Sunday, February 26, 2012

Fayetteville, Arkansas, LEED-Certification, and Energy Efficient Municipal Buildings


According to the USGBC, “LEED initiatives including legislation, executive orders, resolutions, ordinances, policies, and incentives” are found in 384 cities and towns and 58 counties across 45 states. 

One of those initiatives – and, at least according to the USGBC’s online database, the only municipal initiative in Arkansas – is City of Fayetteville Resolution 176-07.

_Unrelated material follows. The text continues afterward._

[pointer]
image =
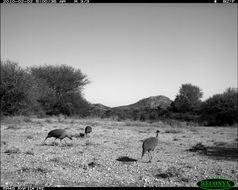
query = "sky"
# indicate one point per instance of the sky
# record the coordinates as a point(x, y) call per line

Entitled, “A Resolution Establishing An Energy Efficient Building Policy for the City of Fayetteville,” Resolution 176-07 passed on October 2, 2007.  It provides, in its entirety:

Section 1:  That the City Council of the City of Fayetteville, Arkansas hereby requires all new, city-owned buildings in excess of 5,000 square feet to achieve a minimum certification of LEED-Silver as issued by the US Green Building Council provided a favorable cost-benefit analysis is provided by a private architect or engineer and require all exempt building designs to include a LEED checklist with an emphasis on energy and water efficiency.

Resolution 176-07 does not carry the force of law.  It is best considered a statement of public policy.  Unfortunately, as a statement of public policy, particularly one with a national profile, Resolution 176-07 is undermined by a significant ambiguity: what, exactly, is a “favorable cost-benefit analysis”?  Indeed, what if even though the cost of building to the LEED-Silver status is not disproportionately more expensive than building to a conventional standard, the architect or engineer in question concludes that the cost-benefit analysis is unfavorable because the proposed project will not result greater energy efficiency?

The incorporation of LEED standards into land use law has generated significant and spirited debate, and one of the frequent debate points is that the empirical data does not indicate that LEED-certified buildings are, in fact, better performing buildings.  Henry Gifford asserted this very point – that the USGBC promoted LEED as resulting in more energy efficient buildings even though a study commissioned by the USGBC indicated that this was not the case – in his now dismissed lawsuit, Gifford v. USGBC.  Similarly, the authors of the 2009 National Institution of Building Science Report on Building Rating and Certification in the U.S. Building Community observed, “[t]here is very limited data that correlates verifiable improvements in building performance with building rating/certification system requirements.  Many people view the few data sets that do exist as controversial in terms of methodologies and conclusions drawn from them.”  The study concludes that “[t]here are growing concerns that the implied guarantee of building energy performance emanating from the building rating/certification/labeling systems may confuse or mislead policy makers and the public.”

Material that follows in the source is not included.